FOR IMMEDIATE RELEASE
Date: May 30, 2023
Contact: Ken Smith, Public Relations Director
email@example.com; 541-783-2219 ext. 147
Jennifer Jackson, Early Childhood Development Center Director,
Early Childhood Klamath Language Immersion Program Educates Next Generation of Speakers
CHILOQUIN, Ore. — In an effort to preserve their native language, the Klamath Tribes has introduced an early childhood language immersion program teaching Klamath to children at the tribes’ Early Childhood Development Center (ECDC) in Chiloquin. Revitalizing indigenous languages is an ongoing effort by tribes across the country, and for children to best succeed, lessons should begin at an early age.
The ultimate goal is to develop a generation of fluent Klamath speakers who can then teach their children the language. With only a handful of tribal members who are master speakers, the challenge is all the greater to teach a new generation of fluent Klamath speakers.
Klamath tribal members Jennifer Jackson, the ECDC Director, and Kootsie Cunial, ECDC’s Project Leader, are overseeing the language program. Currently, there are 25 children being taught Klamath at ECDC. The educational center has been open for seven years, and the early childhood language immersion program was introduced two years ago. Other lead teaching staff incorporating the Klamath language into their curriculum include preschool teacher, Terri Lawrence, and Josephine Montoya, an infant/toddler teacher.
Jackson said the immersion language program is taught in all classrooms, starting as young as six weeks of age up to five years.
“As soon as we start immersing them into the language, we start with small words in the classroom,” Jackson said. “So, they understand ‘water’’; they understand ‘please’, and ‘good-bye’. They are small words that they use in their daily tasks, that they’ll use throughout the day. So, the children will begin to understand it before they can start talking.”
When the children reach preschool ages 3-5, Cunial takes over, teaching them more advanced words. She teaches a variety of words that the children will hear daily, develops activities for them to learn new words throughout the day, and two times per day, she provides language-focused classes.
Cunial said it’s important to teach children the Klamath language at a young age. “The younger you introduce the language, the more they are going to understand it, and the more they’re likely to speak it,” she said.
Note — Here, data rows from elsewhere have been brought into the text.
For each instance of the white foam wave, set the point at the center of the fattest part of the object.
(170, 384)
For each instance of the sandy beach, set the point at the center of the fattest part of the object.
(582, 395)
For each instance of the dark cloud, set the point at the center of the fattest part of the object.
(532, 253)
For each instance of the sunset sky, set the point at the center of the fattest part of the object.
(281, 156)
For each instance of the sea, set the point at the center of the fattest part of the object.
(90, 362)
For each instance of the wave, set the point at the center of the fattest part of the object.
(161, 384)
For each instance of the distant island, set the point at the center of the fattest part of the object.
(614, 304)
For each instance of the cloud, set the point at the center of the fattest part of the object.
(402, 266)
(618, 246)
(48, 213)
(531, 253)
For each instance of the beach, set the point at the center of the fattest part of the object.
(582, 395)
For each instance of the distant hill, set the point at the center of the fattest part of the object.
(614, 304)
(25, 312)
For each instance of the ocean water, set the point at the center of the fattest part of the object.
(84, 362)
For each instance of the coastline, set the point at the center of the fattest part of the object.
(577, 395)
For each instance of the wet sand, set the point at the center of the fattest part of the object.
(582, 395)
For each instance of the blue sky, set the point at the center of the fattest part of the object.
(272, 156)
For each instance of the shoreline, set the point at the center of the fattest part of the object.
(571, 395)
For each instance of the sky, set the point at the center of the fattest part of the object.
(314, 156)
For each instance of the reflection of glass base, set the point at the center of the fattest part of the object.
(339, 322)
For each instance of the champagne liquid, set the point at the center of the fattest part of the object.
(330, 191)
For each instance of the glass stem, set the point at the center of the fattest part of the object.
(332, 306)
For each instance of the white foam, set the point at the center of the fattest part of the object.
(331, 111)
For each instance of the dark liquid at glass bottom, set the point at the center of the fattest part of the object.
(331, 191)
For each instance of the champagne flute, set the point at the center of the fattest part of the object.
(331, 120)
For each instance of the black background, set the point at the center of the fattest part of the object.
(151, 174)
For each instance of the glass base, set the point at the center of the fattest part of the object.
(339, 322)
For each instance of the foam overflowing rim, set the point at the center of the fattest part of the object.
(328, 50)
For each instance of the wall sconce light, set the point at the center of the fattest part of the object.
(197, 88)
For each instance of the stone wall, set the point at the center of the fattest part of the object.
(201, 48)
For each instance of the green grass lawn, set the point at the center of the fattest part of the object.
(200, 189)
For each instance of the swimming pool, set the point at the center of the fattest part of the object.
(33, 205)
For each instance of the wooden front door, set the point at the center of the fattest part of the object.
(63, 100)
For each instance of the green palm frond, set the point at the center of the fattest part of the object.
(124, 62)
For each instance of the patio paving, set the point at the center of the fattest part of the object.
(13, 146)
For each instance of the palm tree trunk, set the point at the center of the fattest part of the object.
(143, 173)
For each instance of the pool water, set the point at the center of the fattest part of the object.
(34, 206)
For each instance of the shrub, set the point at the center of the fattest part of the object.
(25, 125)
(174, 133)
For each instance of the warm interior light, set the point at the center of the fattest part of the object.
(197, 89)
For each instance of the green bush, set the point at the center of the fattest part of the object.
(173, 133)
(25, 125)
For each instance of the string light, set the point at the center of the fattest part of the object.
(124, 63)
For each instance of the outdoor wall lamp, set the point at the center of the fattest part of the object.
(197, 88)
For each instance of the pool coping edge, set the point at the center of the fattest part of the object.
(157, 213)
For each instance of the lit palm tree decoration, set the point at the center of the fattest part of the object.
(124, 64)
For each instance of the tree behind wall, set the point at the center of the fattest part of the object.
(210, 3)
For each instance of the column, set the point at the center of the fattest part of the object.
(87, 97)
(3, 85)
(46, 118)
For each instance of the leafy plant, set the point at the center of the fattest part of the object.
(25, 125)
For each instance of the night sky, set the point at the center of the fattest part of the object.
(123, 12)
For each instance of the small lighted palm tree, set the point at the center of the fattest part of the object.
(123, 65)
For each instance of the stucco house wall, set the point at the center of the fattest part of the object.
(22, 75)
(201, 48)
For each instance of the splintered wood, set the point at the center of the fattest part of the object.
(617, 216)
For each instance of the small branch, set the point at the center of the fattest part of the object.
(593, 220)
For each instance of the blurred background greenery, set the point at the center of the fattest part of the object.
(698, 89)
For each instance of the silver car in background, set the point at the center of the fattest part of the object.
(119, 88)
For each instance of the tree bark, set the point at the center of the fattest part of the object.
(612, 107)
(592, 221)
Prior to starting the immersion program, Cunial researched the Klamath language and culture, watched webinars and studied how language was being taught by other tribes throughout the country.
“What I did is used our Klamath year with the cycle of what the Klamath people did at the time, and I integrated some of the Klamath words into the language,” she said. “So, when we have ceremonies or things pertaining to that, then those are the words the kids are learning in the classroom.”
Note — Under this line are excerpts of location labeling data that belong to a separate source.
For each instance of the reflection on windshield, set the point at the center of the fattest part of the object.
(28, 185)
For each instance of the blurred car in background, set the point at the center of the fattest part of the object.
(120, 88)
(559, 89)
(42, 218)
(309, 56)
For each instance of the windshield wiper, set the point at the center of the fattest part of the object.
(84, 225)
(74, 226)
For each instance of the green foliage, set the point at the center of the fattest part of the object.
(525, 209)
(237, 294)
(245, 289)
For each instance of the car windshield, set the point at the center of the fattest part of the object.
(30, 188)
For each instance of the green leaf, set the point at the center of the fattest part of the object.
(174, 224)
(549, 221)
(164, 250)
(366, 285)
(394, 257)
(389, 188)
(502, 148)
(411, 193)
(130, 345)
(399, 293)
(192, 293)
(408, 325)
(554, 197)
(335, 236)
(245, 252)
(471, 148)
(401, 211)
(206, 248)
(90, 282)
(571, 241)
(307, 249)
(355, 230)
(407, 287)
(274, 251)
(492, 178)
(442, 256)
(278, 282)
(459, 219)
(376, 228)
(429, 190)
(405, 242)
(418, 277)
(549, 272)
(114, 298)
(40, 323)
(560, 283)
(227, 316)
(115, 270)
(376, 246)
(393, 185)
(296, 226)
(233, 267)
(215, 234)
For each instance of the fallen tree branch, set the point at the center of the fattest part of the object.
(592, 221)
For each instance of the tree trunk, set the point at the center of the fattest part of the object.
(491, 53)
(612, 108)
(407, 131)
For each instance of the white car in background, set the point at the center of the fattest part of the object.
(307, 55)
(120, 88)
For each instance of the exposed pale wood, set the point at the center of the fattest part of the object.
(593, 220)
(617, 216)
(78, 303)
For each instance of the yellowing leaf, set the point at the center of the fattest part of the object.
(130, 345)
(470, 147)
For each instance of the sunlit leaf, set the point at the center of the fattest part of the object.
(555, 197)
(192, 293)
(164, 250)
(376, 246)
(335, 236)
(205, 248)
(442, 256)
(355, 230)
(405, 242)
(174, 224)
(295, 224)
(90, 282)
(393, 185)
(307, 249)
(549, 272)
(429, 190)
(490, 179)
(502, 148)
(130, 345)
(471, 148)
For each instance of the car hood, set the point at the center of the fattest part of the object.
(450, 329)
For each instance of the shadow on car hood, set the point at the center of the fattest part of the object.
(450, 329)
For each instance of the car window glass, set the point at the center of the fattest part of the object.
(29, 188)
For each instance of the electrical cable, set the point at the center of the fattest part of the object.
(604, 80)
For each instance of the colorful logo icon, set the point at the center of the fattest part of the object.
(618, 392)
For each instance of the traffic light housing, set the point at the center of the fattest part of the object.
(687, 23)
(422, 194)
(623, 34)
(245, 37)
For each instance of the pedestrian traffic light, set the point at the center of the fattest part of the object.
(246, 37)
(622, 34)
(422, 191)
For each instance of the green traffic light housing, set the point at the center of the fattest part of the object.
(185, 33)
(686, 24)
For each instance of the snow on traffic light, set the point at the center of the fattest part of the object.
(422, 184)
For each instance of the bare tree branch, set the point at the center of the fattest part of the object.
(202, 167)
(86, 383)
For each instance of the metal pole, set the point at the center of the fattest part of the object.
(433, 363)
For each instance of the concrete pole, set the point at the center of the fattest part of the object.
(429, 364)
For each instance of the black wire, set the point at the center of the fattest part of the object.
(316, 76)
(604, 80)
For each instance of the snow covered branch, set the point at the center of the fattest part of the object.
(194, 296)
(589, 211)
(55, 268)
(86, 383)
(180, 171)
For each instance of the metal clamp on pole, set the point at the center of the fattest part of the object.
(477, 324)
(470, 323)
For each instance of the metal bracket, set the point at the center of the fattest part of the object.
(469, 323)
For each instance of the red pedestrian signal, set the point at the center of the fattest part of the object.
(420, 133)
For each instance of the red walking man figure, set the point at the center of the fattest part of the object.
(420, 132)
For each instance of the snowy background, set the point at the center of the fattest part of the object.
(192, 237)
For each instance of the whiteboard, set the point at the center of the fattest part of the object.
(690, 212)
She cited the c’waam ceremony as one example when the children learned words for it during a classroom lesson.
“By starting in preschool, the children learn easily because it’s new to them,” Jackson said, “and it’s a daily part of their lives, and they are also teaching their parents the language as they learn it.”
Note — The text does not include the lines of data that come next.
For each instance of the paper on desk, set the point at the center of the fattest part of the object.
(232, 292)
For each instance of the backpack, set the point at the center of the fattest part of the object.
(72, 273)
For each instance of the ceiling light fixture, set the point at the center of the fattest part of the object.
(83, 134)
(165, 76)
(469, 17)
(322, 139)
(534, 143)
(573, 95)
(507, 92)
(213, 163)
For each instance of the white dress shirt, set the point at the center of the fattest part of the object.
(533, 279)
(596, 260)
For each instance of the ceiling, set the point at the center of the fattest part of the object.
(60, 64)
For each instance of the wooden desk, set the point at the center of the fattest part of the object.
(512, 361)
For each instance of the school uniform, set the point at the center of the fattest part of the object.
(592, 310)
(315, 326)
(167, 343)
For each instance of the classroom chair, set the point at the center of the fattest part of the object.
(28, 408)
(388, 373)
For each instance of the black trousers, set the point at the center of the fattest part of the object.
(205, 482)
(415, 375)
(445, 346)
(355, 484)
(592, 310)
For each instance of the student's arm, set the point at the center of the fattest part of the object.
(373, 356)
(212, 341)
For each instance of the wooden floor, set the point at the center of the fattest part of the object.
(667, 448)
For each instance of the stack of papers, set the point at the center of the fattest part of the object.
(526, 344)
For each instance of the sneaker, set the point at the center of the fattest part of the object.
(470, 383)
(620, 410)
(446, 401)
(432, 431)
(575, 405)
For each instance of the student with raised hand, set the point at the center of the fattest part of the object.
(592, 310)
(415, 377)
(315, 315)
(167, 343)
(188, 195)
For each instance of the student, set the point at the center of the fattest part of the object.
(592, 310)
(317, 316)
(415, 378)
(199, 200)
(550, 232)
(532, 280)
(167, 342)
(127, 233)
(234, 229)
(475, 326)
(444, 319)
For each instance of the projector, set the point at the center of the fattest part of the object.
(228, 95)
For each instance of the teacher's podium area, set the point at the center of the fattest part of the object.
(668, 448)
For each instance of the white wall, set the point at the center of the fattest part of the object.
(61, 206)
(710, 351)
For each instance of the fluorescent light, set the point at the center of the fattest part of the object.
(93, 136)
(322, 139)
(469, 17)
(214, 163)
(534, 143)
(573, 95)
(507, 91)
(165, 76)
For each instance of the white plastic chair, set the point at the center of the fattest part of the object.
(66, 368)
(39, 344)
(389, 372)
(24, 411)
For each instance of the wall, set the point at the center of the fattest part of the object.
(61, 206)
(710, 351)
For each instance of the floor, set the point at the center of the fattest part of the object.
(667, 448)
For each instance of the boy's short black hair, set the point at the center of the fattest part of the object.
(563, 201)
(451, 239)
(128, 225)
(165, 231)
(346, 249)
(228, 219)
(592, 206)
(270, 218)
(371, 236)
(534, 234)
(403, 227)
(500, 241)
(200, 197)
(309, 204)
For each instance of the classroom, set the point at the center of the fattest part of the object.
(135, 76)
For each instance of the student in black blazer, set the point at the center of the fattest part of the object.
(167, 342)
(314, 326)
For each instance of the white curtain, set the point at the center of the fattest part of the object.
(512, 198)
The children have also displayed their natural inclination to use Klamath during the “Smart Readers” program, which involves teachers from outside coming to the classroom to read to the children. Cunial said that when the children were asked questions by the instructors, they responded in Klamath.
“The last time they were here, they showed a picture of a bear, and the kids said ‘loq’ because they knew it was a ‘loq’,” Cunial said. “And when they come in and said ‘hello’, we had a couple of the kids say ‘waq lis ʔi ‘, which means ‘how are you’. And when they leave, they said ‘oonc’ee, which means, our ‘good-bye’, which is ‘later.’ And they (teachers) pick up on this, and they come and ask the children, ‘Oh, what’s the words for this?’ and our kid’s will respond.”
Cunial said older children who have been in the program for two years are now teaching the younger children words they have learned, such as words for all the colors and vegetables. “They’re not just learning from the teachers, they’re learning from each other,” she said.
With the success of ECDC’s language immersion program, the next step is to introduce more advanced language studies in elementary school. Klamath Tribes Language Director, GeorGene Nelson, is in discussion with the Chiloquin Elementary School to develop a Klamath language program, and Klamath Tribal Member Rachel Belefant, a Chiloquin kindergarten teacher and this year received the Klamath County School District Crystal Apple Award, teaches the Klamath language in her class.
Jackson said the road to mastering the Klamath language is for the young students now learning the language to continue studying it through high school. It’s also important, she said, for families to embrace learning the language and bring it into the home and use it in their daily life.
The Klamath immersion language program is the beginning of the preservation of the language of the indigenous people of the Klamath basin, and the righting of past wrongs, when Native American children were taken to boarding schools from the 50s into the 80s and taught only English, and banned from speaking their native languages.
Tribes across the country are now trying to make up for lost decades of Native language use and studies. “People have really been trying to get their language back,” Cunial said.
“This is the first time we’ve ever had a language department,” added Jackson. “There have been efforts by the Culture and Heritage Department, but now we’re finally breaking it out to having our own language department. I think that’s the first step to when we will see a bigger push to bring the language back.”